[R] How to install a package that needs to see oher pkg dependencies:

Aldi Kraja aldi at wubios.wustl.edu
Sun Oct 10 14:51:28 CEST 2004

Prof Brian Ripley wrote:

>The correct commands are
>R CMD INSTALL gregmisc_2.0.0.tar.gz
>R CMD INSTALL genetics_1.1.0.tar.gz
>Wherever did you get `../bin/INSTALL -l .' from?
>You need to install into a library that is in the library path for the 
>package to be usable, and the system library (the default) is the best 
>choice.  (This is no different from S-PLUS, on which you have been asking
>questions on s-news for many years.)
Thank you Brian for your response.
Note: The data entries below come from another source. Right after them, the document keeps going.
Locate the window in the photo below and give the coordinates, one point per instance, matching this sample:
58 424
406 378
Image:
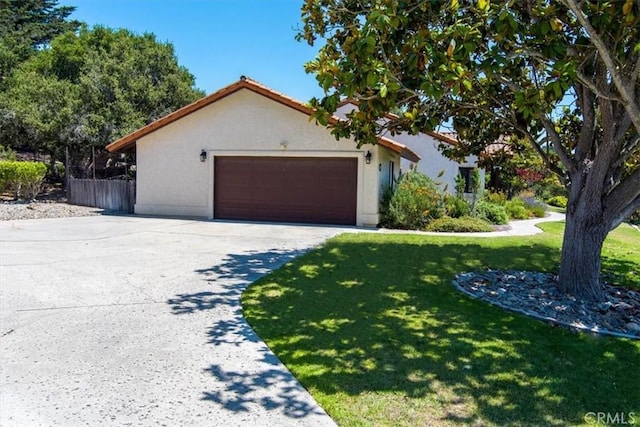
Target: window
391 173
466 174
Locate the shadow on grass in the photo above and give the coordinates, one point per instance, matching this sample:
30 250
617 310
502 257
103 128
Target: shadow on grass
263 381
377 315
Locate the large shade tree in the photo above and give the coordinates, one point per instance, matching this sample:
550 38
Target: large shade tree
495 68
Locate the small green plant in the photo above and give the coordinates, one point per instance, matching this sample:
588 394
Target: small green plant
557 201
415 200
23 179
465 224
6 153
516 209
535 207
497 198
491 212
456 206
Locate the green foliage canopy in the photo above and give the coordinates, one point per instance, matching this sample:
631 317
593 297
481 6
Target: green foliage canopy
499 68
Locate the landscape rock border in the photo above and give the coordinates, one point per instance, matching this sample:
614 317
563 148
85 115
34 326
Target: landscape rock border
536 295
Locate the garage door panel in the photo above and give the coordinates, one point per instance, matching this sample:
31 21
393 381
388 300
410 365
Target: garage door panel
312 190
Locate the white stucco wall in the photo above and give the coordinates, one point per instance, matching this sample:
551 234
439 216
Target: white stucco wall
171 180
432 161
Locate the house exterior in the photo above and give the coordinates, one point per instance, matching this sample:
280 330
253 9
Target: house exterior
247 152
432 162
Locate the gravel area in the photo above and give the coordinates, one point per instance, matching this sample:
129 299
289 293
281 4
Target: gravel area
10 211
537 295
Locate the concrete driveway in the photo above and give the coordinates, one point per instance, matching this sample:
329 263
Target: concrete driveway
137 321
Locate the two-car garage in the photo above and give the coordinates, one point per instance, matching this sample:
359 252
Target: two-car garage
319 190
248 153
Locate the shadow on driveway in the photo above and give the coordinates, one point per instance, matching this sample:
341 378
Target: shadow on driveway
260 379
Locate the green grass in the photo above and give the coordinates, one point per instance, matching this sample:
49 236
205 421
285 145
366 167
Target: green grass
371 325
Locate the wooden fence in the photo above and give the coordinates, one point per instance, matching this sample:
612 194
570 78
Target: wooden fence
116 194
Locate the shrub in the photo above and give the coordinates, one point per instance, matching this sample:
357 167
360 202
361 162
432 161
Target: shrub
6 153
496 198
491 212
456 206
23 179
535 207
558 201
415 200
516 209
465 224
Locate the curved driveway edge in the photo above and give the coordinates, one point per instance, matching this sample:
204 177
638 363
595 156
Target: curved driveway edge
525 227
137 321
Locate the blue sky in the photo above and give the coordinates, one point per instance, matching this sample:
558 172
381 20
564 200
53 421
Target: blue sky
219 40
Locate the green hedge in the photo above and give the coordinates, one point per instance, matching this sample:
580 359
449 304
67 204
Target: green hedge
557 201
415 201
465 224
492 212
22 179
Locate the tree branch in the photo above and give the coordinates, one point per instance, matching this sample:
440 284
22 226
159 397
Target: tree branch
564 156
625 90
622 200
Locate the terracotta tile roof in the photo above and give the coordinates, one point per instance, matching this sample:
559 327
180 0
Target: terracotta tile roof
440 136
128 142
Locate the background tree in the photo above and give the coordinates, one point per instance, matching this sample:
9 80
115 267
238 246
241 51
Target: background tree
90 88
495 68
29 25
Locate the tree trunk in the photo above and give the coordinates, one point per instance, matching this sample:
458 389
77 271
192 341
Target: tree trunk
584 235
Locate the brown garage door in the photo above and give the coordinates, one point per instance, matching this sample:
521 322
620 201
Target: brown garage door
286 189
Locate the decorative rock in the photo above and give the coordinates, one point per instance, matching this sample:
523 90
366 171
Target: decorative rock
10 211
537 295
633 328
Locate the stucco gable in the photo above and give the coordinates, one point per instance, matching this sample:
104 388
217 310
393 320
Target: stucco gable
128 142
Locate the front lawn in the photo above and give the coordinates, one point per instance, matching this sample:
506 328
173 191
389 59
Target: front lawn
371 325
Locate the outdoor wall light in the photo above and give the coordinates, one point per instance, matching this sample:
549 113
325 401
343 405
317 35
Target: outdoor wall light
367 157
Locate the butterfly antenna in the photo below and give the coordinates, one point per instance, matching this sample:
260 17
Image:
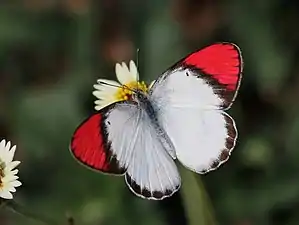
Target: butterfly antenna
137 64
112 85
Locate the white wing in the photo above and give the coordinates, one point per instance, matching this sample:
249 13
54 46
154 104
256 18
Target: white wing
150 171
189 110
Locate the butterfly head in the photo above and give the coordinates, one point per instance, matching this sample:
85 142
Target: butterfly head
139 96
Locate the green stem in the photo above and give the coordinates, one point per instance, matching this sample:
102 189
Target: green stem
15 207
197 204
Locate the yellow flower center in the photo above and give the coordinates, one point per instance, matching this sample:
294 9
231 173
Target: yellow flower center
124 93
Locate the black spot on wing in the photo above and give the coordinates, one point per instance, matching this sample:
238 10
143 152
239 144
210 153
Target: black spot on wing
148 194
229 145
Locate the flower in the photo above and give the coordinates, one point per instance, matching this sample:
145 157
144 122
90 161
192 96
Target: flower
109 91
8 179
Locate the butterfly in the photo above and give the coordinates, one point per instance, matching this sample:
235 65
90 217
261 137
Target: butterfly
180 117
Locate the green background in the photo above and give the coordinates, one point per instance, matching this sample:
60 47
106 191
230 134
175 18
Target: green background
52 52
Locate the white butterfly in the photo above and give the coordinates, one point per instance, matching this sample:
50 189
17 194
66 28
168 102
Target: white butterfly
140 132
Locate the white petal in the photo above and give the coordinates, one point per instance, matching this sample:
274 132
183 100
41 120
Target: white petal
2 147
14 172
16 183
6 195
123 74
134 70
9 178
10 155
12 165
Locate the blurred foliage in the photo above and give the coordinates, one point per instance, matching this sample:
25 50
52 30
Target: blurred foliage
51 53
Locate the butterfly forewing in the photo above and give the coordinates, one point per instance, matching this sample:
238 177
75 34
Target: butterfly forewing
90 146
190 98
121 138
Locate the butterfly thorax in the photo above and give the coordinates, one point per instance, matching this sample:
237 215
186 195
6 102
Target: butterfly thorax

In the online manual for the R 
installation and administration (2004)
it says:
"Note that you need to specify implicitly or explicitly the library to 
which the package is
to be installed. This is only an issue if you have more than one 
library, of course.
To install packages from source on Unix use
R CMD INSTALL -l /path/to/library pkg1 pkg2 ..."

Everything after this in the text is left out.